On Fri, Mar 12, 2010 at 4:45 AM, Chris Staub <ch...@beaker67.com> wrote:
> On 03/12/2010 03:38 AM, stosss wrote:
>>
>> Defending a mistake in grammar IS ignorant. I am not being insulting I
>> am being factual. More than likely am being politically incorrect. But
>> then I don't care to be politically correct because that is complete
>> BS and part of the current problem with people in general. No one
>> wants to be responsible for their actions and everyone wants to blame
>> shift usually to some obscure thing so that no one is accused of
>> pointing the finger or held responsible for their actions. Under those
>> conditions its easy to be careless and sloppy and just plain bad at
>> whatever one does.
>
> If it really is a mistake, it should be fixed, However I am not seeing
> any, mainly because you are apparently assuming that the phrase "su
> command" can have only one meaning, when in fact it is common to say
> stuff like "I typed an ls command", where "command" refers to the entire
> command line. Exactly what is the problem with this definition of
> "command"? Is there an official computer/Unix/whatever dictionary that
> gives the narrow definition for "command" that you are using? If not, on
> what are you basing your arguments?

By the use of the word if you will of su since it is the command name,
but in the context you are presenting with it being part of a command
string then I will say you probably are correct.
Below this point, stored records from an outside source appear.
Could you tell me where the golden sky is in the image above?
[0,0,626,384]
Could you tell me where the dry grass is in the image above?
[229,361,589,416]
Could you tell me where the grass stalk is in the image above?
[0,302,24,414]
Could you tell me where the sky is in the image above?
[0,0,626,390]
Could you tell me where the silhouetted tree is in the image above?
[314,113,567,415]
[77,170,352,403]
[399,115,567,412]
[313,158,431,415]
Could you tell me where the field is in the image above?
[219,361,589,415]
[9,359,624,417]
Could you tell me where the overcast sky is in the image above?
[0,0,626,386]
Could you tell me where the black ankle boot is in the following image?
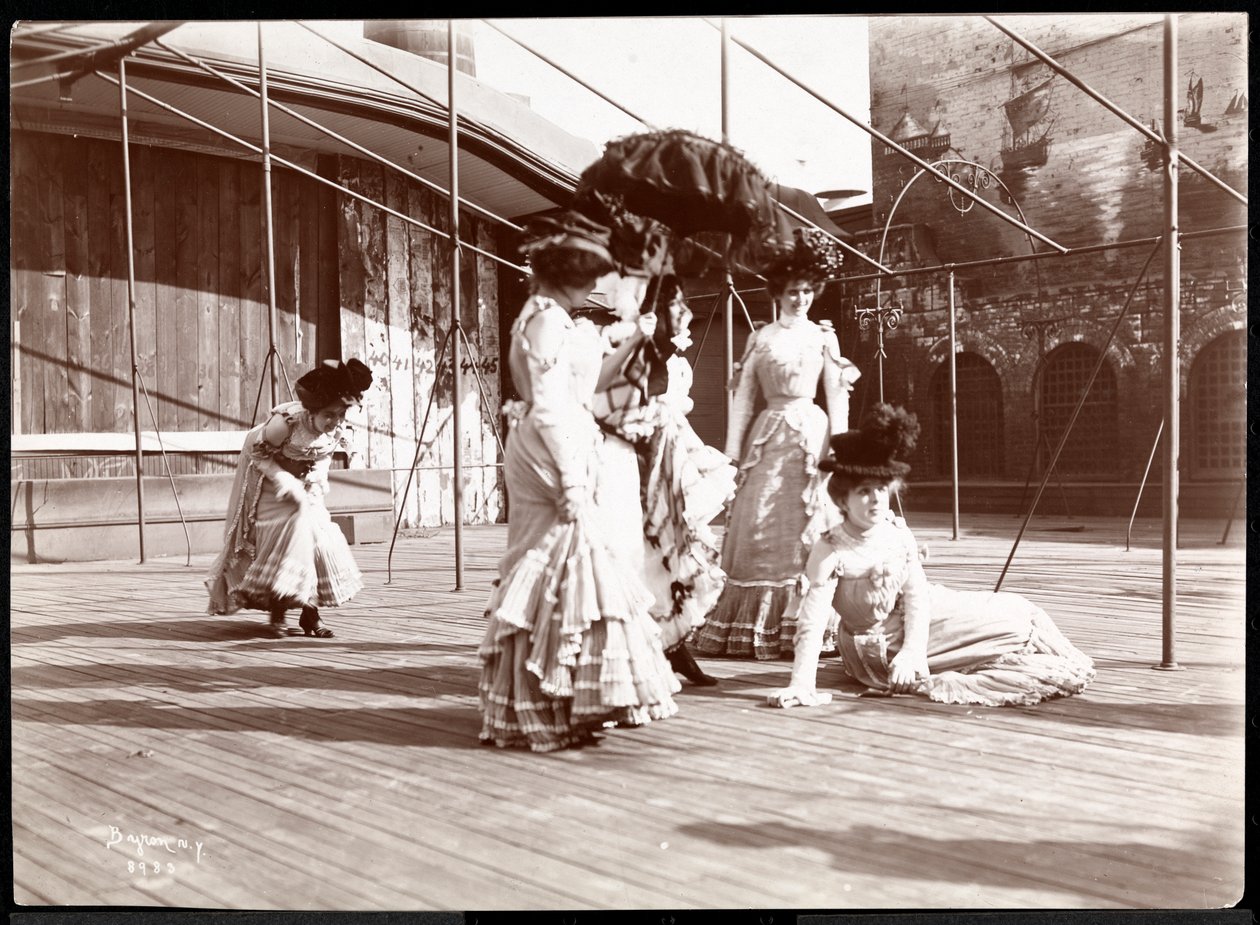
[297,606,333,639]
[266,607,289,639]
[665,643,718,687]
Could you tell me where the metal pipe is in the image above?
[1158,13,1181,670]
[721,18,735,431]
[258,20,280,407]
[118,58,145,562]
[985,16,1247,205]
[706,20,1067,253]
[1124,418,1164,552]
[446,19,464,591]
[481,19,653,129]
[949,270,959,539]
[154,42,523,231]
[292,19,442,107]
[835,224,1249,284]
[95,71,529,275]
[993,244,1159,594]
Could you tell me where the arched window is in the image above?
[1037,343,1121,475]
[931,353,1005,479]
[1186,330,1247,478]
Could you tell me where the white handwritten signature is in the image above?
[105,825,204,863]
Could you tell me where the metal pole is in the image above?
[722,19,735,430]
[443,19,464,591]
[984,16,1247,205]
[949,270,958,539]
[1155,13,1181,670]
[258,21,280,407]
[118,58,145,562]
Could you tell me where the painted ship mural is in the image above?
[1002,74,1055,173]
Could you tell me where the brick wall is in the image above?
[840,14,1247,494]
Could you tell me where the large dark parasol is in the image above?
[573,129,777,273]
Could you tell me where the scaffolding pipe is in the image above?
[95,71,529,276]
[1157,13,1181,670]
[949,270,959,539]
[993,244,1160,594]
[721,19,735,430]
[451,19,464,591]
[118,58,145,562]
[154,42,523,232]
[706,20,1067,253]
[258,21,280,407]
[841,224,1249,284]
[985,16,1247,205]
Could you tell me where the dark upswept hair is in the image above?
[529,247,612,289]
[762,228,844,297]
[294,357,372,411]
I say it that way
because I am not sure one way or the other. I was only trying to help
with my OP to get a mistake corrected. Using "a su" as Bruce did and
defended is wrong under any circumstance. "The su" can be right and I
suppose under some circumstances so can "an su". I also was only
trying to saying that if people would check facts instead of
projecting their opinions, which are often times wrong because they
don't know the facts. Threads that get as long as this one with the
stupid arguments would not happen. I am by no means an expert on
grammar, but I do know some of the rules about grammar. The a/an mess
runs rampant on the Internet. There are tens of thousands of people
that get it wrong all the time and they think they are right.

I think we have beaten this horse to death.

Just another little note. The group that officially has control of the
word UNIX requires that it always be in capital letters. The only time
they actually want it like you wrote it above is Unix-like.